Adipose-derived CLEC3B promotes osteogenesis through a CLEC3B–IGFBP4-related paracrine axis associated with mitochondrial adaptation in postmenopausal osteoporosis
摘要
Postmenopausal osteoporosis (PMOP) develops within a complex metabolic milieu, but the adipose-derived cues that regulate osteoblast function are not fully defined. Here, plasma ELISA analysis showed preferential elevation of circulating C-type lectin domain family 3 member B (CLEC3B) in the high-BMI PMOP subgroup. CLEC3B was enriched in adipose tissue and negatively regulated by estradiol. In vivo, adipose-targeted overexpression of Clec3b increased trabecular bone mass and promoted osteoblast-associated bone formation without markedly altering osteoclast-related parameters. To investigate the underlying mode of action, we used an adipocyte–osteoblast conditioned-medium model. Conditioned medium from Clec3b-overexpressing adipocytes promoted osteogenic differentiation of primary calvarial osteoblasts, whereas conditioned medium from Clec3b-silenced adipocytes produced the opposite effect. Adipocyte transcriptomic analysis nominated Igfbp4 as a secretome-associated candidate reduced after Clec3b overexpression. Recombinant insulin-like growth factor-binding protein 4 (IGFBP4) reduced the increases in osteogenic gene expression, RUNX2 abundance, and matrix deposition induced by Clec3b-enriched conditioned medium. In parallel, recombinant IGFBP4 (rIGFBP4) partially attenuated the associated changes in mitochondrial superoxide-related fluorescence, intracellular oxidative fluorescence, mitochondrial membrane potential, and PINK1/PRKN-related signaling. Collectively, the data are consistent with a model whereby adipose-derived CLEC3B promotes osteogenesis through a CLEC3B–IGFBP4-related paracrine axis associated with mitochondrial adaptation in osteoblasts. These findings define a testable adipose-to-bone signaling mechanism relevant to osteoblast dysfunction in PMOP.

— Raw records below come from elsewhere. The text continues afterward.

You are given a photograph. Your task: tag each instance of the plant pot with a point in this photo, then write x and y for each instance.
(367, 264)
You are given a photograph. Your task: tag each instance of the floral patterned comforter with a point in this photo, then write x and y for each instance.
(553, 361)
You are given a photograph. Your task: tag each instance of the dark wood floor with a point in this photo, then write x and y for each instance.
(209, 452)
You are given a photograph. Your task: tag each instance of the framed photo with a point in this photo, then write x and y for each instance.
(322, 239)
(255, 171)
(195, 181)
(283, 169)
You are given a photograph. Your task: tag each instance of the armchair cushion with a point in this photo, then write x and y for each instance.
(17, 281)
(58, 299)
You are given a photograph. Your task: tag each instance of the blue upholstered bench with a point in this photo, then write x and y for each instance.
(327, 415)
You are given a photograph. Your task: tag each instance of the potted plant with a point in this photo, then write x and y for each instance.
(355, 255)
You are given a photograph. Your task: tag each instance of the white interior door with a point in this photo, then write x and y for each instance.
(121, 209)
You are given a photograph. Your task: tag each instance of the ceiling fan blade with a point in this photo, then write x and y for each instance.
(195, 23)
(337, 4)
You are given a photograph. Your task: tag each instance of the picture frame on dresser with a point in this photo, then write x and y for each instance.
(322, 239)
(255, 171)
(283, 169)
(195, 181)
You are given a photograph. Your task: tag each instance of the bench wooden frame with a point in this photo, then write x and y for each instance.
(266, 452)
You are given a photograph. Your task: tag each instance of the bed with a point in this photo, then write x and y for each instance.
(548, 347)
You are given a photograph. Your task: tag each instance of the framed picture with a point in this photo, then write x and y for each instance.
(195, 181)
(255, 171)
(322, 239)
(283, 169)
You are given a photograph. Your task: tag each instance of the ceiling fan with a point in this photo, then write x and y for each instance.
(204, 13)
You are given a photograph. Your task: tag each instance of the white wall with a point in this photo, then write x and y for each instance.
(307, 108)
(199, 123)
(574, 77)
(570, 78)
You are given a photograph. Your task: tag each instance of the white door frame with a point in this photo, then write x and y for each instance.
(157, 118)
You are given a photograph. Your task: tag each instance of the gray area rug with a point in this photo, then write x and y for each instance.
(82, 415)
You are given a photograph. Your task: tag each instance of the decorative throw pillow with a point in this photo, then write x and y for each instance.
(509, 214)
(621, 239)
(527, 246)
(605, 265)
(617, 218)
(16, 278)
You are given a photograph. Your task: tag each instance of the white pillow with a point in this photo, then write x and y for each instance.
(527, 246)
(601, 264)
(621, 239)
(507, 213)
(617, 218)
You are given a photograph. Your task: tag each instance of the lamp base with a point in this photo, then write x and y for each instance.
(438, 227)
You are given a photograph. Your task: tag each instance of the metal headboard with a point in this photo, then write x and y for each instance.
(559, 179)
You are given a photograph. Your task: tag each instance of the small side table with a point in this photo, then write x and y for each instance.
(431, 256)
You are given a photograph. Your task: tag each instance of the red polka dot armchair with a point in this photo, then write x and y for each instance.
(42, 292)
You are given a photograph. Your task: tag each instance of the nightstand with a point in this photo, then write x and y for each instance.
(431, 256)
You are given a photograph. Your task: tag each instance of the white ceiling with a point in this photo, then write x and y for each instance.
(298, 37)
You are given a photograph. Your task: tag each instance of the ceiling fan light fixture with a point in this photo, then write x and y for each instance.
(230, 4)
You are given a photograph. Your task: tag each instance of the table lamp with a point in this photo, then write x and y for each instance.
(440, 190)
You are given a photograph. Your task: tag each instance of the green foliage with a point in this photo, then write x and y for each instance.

Graphical AbstractProposed adipose-to-bone CLEC3B–IGFBP4-related paracrine axis associated with mitochondrial adaptation in osteoblasts.
• Plasma CLEC3B is preferentially elevated in high-BMI PMOP.
• Adipose-targeted Clec3b overexpression promotes trabecular bone accrual.
• Adipocytic Clec3b overexpression suppresses IGFBP4 and enhances osteogenic differentiation.
• The CLEC3B–IGFBP4-related axis is associated with mitochondrial adaptation in osteoblasts.